How can I describe this?

I see a river of fire, but fire without flames, without those pale yellows, blues, and greens of a campfire, just a stunning intensity of reddish orange that says nothing so urgently as hot. I feel it scorching my skin. Thicker than water or syrup, it’s the color of an electric stove burner on high. It pulses as it flows, the pulsing of hot coals, of blood in arteries. It’s very fast and mostly silent – a quiet hiss, an occasional soft gargle. It’s maybe ten feet across, no telling how deep. Patches of darkness appear and disappear on the surface, orange cooling to black, folding under, returning to liquid. It looks like the films I’ve seen of liquid steel flowing out of huge vats into the forms of I beams, the outpouring of some enormous underground foundry.

This is not the familiar stuff of Earth’s surface, this beautiful, terrifying river of life. It is the material of the mantle, channeled upward through magma chambers and plumes, melting as the pressure on it lessens closer to the surface. But something closer to instinct tells me what it is, too, something beneath or maybe before words, some recognition hard-wired into my species by our long association with volcanic landscapes. I know that just here and just now, I’m seeing the inside of the planet, the world turned inside out.”
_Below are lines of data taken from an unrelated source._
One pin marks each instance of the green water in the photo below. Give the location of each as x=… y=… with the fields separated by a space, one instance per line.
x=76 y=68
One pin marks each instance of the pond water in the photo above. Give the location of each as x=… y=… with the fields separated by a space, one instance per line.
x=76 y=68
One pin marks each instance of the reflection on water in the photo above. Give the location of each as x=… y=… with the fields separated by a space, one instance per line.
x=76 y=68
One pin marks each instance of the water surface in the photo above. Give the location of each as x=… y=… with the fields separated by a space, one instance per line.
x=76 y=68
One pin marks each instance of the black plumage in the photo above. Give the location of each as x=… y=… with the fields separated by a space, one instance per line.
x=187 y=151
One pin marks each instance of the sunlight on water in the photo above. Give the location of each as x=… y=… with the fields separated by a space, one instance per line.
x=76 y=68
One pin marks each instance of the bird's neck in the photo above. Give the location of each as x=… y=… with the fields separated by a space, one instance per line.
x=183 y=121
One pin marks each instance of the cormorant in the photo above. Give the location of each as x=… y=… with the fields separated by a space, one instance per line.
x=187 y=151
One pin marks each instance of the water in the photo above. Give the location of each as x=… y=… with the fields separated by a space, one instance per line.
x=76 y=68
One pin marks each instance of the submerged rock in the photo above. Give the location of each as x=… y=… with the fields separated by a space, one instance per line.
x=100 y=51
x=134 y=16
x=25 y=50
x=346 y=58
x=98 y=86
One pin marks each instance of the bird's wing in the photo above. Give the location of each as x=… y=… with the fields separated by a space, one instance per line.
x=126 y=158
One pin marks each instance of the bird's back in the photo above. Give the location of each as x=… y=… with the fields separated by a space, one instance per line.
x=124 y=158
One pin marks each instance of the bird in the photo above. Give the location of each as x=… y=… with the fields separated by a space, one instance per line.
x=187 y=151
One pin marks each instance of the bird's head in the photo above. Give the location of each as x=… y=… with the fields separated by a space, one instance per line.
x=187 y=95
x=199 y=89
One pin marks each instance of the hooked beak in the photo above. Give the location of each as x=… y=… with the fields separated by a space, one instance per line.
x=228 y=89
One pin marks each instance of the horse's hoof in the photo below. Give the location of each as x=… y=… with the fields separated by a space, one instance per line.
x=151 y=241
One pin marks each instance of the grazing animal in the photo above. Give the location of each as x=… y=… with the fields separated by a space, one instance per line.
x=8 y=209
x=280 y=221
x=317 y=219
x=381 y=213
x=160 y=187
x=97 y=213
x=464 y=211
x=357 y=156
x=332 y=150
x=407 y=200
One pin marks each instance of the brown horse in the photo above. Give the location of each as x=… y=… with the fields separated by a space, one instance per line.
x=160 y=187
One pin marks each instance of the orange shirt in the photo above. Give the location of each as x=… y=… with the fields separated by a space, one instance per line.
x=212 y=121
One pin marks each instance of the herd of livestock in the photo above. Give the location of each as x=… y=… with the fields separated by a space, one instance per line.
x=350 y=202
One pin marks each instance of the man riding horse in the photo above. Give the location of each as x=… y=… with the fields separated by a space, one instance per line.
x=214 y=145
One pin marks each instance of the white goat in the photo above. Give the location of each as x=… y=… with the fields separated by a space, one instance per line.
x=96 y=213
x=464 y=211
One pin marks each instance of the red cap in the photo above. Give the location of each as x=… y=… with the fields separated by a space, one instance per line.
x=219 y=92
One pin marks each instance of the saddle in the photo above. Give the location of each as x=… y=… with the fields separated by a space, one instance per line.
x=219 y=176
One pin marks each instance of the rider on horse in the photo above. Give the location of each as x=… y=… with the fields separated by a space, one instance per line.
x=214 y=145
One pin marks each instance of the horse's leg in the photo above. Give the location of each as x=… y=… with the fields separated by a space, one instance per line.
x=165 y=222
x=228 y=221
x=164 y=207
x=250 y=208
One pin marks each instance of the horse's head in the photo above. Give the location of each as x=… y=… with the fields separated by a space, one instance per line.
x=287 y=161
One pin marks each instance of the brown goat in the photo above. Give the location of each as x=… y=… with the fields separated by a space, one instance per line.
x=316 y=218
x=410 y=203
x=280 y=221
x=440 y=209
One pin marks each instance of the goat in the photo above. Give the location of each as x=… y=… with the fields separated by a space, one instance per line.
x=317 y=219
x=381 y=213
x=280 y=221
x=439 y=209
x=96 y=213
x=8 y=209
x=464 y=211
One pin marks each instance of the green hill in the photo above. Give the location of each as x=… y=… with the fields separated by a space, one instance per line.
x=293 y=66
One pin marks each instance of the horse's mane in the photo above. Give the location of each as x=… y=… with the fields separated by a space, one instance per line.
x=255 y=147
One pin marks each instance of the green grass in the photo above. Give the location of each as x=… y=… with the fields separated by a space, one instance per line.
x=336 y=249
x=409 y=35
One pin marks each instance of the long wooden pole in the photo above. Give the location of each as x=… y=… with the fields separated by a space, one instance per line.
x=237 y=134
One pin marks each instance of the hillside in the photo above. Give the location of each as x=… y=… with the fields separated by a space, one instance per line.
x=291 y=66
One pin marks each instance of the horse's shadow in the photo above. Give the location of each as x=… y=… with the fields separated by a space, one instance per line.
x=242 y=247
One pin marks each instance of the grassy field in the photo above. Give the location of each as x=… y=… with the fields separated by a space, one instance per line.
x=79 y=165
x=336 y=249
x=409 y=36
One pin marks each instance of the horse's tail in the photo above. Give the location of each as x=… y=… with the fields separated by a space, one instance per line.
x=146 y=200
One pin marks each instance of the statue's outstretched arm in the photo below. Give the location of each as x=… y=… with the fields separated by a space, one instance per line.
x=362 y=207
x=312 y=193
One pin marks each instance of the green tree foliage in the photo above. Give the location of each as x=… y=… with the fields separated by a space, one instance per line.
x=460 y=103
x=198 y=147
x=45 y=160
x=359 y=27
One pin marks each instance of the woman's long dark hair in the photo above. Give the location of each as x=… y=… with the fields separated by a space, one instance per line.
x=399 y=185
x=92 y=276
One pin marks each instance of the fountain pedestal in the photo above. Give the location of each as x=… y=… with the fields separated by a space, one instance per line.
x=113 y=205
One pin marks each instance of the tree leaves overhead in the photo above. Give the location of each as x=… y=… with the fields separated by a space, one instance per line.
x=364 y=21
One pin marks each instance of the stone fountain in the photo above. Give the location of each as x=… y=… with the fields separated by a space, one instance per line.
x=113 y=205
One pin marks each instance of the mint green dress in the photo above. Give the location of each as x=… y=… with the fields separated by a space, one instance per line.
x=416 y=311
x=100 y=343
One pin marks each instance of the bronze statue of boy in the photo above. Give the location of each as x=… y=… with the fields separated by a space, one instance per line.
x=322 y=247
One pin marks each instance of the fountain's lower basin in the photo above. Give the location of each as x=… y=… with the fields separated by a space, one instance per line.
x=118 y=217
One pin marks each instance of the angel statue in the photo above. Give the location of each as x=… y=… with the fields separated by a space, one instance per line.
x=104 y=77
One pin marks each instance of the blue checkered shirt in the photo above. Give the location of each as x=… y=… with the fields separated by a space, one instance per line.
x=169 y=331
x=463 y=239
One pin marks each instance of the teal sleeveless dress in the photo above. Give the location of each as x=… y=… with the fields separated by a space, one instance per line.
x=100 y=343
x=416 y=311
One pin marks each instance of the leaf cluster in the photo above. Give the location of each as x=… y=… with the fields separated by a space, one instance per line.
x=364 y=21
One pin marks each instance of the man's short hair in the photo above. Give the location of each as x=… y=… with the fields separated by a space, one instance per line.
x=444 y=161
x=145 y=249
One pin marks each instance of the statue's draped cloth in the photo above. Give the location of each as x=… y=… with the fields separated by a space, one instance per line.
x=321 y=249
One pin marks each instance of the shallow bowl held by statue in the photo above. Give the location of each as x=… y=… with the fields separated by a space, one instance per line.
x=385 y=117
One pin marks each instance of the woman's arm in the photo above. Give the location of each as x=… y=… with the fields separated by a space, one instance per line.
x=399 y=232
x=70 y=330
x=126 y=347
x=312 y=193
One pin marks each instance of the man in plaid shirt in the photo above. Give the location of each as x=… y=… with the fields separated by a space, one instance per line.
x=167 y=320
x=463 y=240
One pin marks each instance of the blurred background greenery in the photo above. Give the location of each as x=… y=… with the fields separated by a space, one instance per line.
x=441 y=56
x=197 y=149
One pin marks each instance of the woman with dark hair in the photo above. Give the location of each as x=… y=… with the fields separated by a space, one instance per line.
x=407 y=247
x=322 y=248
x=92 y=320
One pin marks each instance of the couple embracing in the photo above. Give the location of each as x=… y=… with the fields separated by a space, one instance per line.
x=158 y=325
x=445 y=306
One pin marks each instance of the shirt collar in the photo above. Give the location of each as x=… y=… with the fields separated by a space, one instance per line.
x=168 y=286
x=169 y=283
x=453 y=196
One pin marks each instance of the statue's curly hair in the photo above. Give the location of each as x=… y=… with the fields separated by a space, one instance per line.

Terrible Beauty: Photogs of Kilauea Eruptions between 2014 and 2023

A lava lake boils in the Halemaumau Crater at Mount Kilaueaa, 2014. Photo: National Geographic.
Lava flows from Mt. Kilauea in Hawaii’s Volcanoes National Park during the volcano’s eruption in 2018. Photograph: Terray Sylvester/Reuters.
Lava flows along Hawaii’s Big Island following Kilauea volcano’s eruption. May 2018.

Volcanoes can devastate and destroy, but they are also an integral part of our planet’s history and evolution. The May 2018 eruption by Kilauea is a case in point. The eruption produced the equivalent of 320,000 Olympic-size swimming pools of lava. Much of it ended up flowing into the Pacific Ocean, where it helped spark an explosion in phytoplankton, microscopic organisms that play an important role in the planet’s health. This seemingly unlikely event happened because as the larva enters the sea, they heat the deeper, nutrient-rich waters which then rose to the surface where the phytoplankton had a feast.

The visible presence of phytoplankton in the aftermath of Kilauea’s eruption in 2018.
A river of lava flowing from Kilauea in mid September 2023.